Tell participants that because TB can spread very easily among people who are living in close conditions, if one person in a home or family has TB, everyone in the home or family should go to the clinic to get tested for TB. Even if someone just thinks she has TB, everyone in her home or family should go to the clinic to get tested. As accompagnateurs, you should bring or send them to the hospital or clinic to get tested for TB."
But what impressed us about the guide is how the expert patient is trained to be alert and sensitive to the needs of the patient and their family affected by HIV and TB — acting as the eyes and ears of a health system that is truly ‘caring.’
Another model of community engagement in TB-HIV services, in Thyolo District Malawi is described in a paper by Zachariah et al. Community members were responsible for referral of people suspected of having TB, sputum collection and transport, and defaulter tracing (directly observed treatment by ‘guardians’).1
Getting the results to the patient
If, after all this trouble, the person with a presumptive case of TB never get their results back, it has all been a waste.

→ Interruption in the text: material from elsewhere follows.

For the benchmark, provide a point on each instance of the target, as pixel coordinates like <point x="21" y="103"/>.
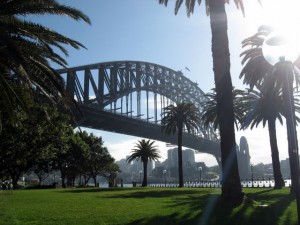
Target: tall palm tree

“It is important for the health worker to ensure that the results of sputum smear microscopy are received and that patients are informed whether they have TB or not. If TB is diagnosed, correct TB treatment should be commenced without delay. This will rapidly reduce the infectiousness of the patient,” according to the Union’s Implementing Collaborative TB-HIV Activities: A Programmatic Guide.”.
However, when a test comes back negative, and the patient still has symptoms, there is a good chance that they may still have TB. Smear microscopy is not very sensitive for TB, and many cases are missed particularly among people living with HIV. Even new tests like Xpert MTB/RIF, which can diagnose many cases of the smear negative TB cases, still miss a lot of cases. A negative result is often not the final word, in a person living with HIV. If the lab results come back negative and the patient still has symptoms, it is important to keep looking for their illness, to keep investigating!!! A future issue will look more closely at the harder to diagnose TB cases {including smear-negative TB, and EPTB).
Zachariah R et al. How can the community contribute in the fight against HIV/AIDS and tuberculosis? An example from a rural district in Malawi. Transactions of the Royal Society of Tropical Medicine and Hygiene, 100:167–175, 2006.